Best consultants


    Most readers of Civil + Structural Engineer are consultants. Sure, we are engineers or surveyors or designers — but, we are also consultants.

    Besides being the publisher of this magazine, I am also a consultant and have been studying consulting firms and consultants for nearly 38 years. My experience tells me that to be the most effective at what we do — the best consultants we can be — we must do certain things, including the following:

    Read people quickly and accurately — No quality will be more helpful to you as a consultant than being able to size up people quickly. That means you will have to be a keen student of verbal communication as well as non-verbal cues such as body language. How are people responding to you? 

    Manage expectations early in the selling process — If the client’s schedule is completely unrealistic — or budget way too low — it’s best to confront these things very early on.

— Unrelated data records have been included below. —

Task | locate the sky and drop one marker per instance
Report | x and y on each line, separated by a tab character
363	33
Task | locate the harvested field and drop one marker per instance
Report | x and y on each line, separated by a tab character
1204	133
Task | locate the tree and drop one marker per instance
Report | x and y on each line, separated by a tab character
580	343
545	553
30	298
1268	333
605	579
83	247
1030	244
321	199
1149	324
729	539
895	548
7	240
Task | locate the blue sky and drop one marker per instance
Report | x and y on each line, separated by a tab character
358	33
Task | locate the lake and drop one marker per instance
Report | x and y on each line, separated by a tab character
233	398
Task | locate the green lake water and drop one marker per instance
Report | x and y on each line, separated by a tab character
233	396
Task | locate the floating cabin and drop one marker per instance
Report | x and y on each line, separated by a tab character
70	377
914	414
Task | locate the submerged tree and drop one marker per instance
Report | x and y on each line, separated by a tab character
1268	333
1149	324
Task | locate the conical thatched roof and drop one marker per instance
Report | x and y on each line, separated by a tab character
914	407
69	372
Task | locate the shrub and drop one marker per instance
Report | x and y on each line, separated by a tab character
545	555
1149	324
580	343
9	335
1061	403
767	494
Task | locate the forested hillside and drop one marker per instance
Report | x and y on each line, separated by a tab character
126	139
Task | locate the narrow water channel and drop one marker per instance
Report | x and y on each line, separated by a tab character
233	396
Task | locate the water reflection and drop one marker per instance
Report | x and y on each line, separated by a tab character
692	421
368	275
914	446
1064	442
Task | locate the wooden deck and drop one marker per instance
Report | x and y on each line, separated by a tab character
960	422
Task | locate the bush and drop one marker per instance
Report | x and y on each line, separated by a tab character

That way you won’t be wasting their time and they won’t be wasting yours. And if you can’t get those expectations realistic, it is best to skip the job because otherwise you’ll have an unhappy client.

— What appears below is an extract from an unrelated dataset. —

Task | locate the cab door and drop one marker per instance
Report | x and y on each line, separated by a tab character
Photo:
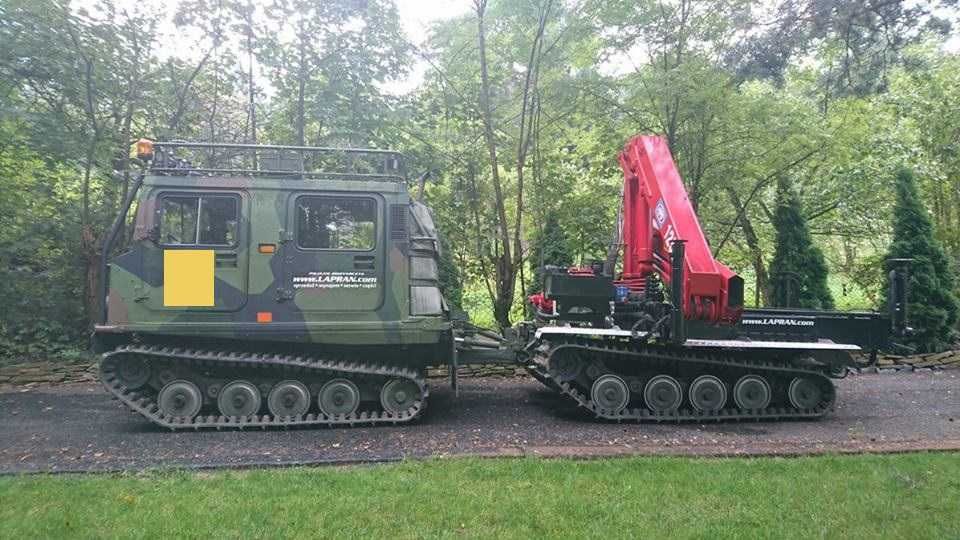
336	261
197	250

    Be honest without alienating — This takes tact, which is the hallmark of a good consultant. Be tactless and you’ll turn off your audience. They won’t listen to you and you won’t be effective. A lack of tact is a big issue for a lot of engineers and other technical people.

    Do what you say you will, period — Good consultants don’t make excuses, they finish the job. They also do all the little things they say they will along the way such as research something if they say they will; call back someone when they say they will; hit all project deadlines when they say they will. This is so crucial! It builds credibility with the client and sets an example for others you work with. It’s a mandate as far as I am concerned — no exceptions, no matter what.

    Be willing to offer some free advice/help — Anyone who thinks you are going to get paid for every single little thing is just dead wrong. You have to give a little, especially to your best clients, not just your newest ones. Being helpful and not acting selfish or shortsighted are hallmarks of being a really great consultant.

    Maintain the highest quality standards, even for things that “don’t matter” — You want to be the best? You want happy clients? Everything matters. Every detail has to be done right. This has to be demonstrated every day to all the rest of the people in the firm so they get the idea, too. Anything less than “excellent” is “not excellent.”

    Know when you can and should walk away from a client — Not all clients are good. The ones you can’t be successful serving — because they are too cheap, have unrealistic expectations, or don’t treat you with respect — should be avoided. A hallmark of the best consultants is knowing when to just say “no” to a bad client.

    There’s more, but I’m out of time. Enjoy the April issue of Civil + Structural Engineer magazine!